# When to stop?



## Ben Brewcat (Oct 27, 2004)

Well that's tricky; making a mead with the desired residual sweetness is best accomplished in the recipe formulation stage by selecting a starting gravity a few points more than the alcohol your yeast strain can produce. You could 1) start with more honey, 2) use a less alcohol tolerant strain (not using Champage yeast I hope, that'll ferment all the sugar out of a Disney movie  ), or 3) ferment to dryness, stabilize with potassium sorbate (preventing the yeast from waking up and eating the new honey), and sweeten to taste before bottling. If your mead is done but too dry, this is the method I recommend. This is also about the only way to make lower-alcohol meads with some residual sweetness. You can use beer yeast for meads which is less alcohol-tolerant than wine yeasts. 

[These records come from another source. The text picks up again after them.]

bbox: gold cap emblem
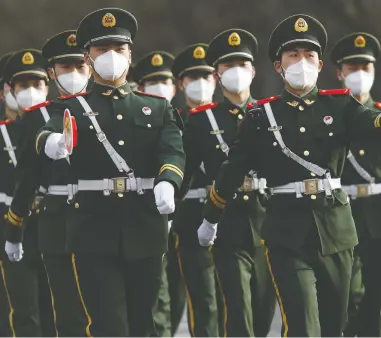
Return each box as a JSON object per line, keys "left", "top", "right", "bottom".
{"left": 354, "top": 35, "right": 366, "bottom": 48}
{"left": 66, "top": 34, "right": 77, "bottom": 47}
{"left": 294, "top": 18, "right": 308, "bottom": 33}
{"left": 102, "top": 13, "right": 116, "bottom": 28}
{"left": 151, "top": 54, "right": 163, "bottom": 67}
{"left": 22, "top": 52, "right": 34, "bottom": 65}
{"left": 193, "top": 46, "right": 206, "bottom": 59}
{"left": 228, "top": 32, "right": 241, "bottom": 46}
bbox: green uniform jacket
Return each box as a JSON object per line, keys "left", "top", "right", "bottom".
{"left": 341, "top": 97, "right": 381, "bottom": 239}
{"left": 182, "top": 97, "right": 267, "bottom": 251}
{"left": 35, "top": 82, "right": 185, "bottom": 260}
{"left": 204, "top": 87, "right": 381, "bottom": 256}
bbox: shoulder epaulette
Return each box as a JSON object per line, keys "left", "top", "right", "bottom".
{"left": 134, "top": 90, "right": 165, "bottom": 99}
{"left": 189, "top": 102, "right": 218, "bottom": 115}
{"left": 318, "top": 89, "right": 350, "bottom": 96}
{"left": 0, "top": 119, "right": 13, "bottom": 125}
{"left": 58, "top": 92, "right": 88, "bottom": 100}
{"left": 251, "top": 96, "right": 279, "bottom": 108}
{"left": 23, "top": 100, "right": 51, "bottom": 113}
{"left": 375, "top": 102, "right": 381, "bottom": 109}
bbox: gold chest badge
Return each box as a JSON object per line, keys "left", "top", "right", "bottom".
{"left": 354, "top": 35, "right": 366, "bottom": 48}
{"left": 102, "top": 13, "right": 116, "bottom": 27}
{"left": 193, "top": 46, "right": 206, "bottom": 59}
{"left": 66, "top": 34, "right": 77, "bottom": 47}
{"left": 228, "top": 32, "right": 241, "bottom": 46}
{"left": 151, "top": 54, "right": 163, "bottom": 67}
{"left": 294, "top": 18, "right": 308, "bottom": 32}
{"left": 22, "top": 52, "right": 34, "bottom": 65}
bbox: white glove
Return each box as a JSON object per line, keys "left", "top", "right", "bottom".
{"left": 168, "top": 220, "right": 173, "bottom": 233}
{"left": 44, "top": 133, "right": 68, "bottom": 160}
{"left": 154, "top": 181, "right": 175, "bottom": 214}
{"left": 198, "top": 219, "right": 218, "bottom": 246}
{"left": 5, "top": 241, "right": 23, "bottom": 262}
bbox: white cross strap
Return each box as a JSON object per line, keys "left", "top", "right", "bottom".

Mid-ferment stopping is pretty chancy. You can try chilling it down to precipitate the yeast out and then racking. Then sulfite and add potassium sorbate. Be aware of course you won't be able to naturally carbonate the mead in case that was part of the plan (if you bottled mead with residual sugar and active yeast, you'll get gushers of you're lucky and grenades if you're less lucky). 

If you don't need to sparkle it, ferment dry, stabilize, and sweeten.


----------



## nursebee (Sep 29, 2003)

I agree with the first paragraph. Get a hydrometer! If not sweet when you rack add more honey. Repeat prn


----------



## AndrewSchwab (Dec 9, 2005)

Thanks, I need to try some other yeasts


----------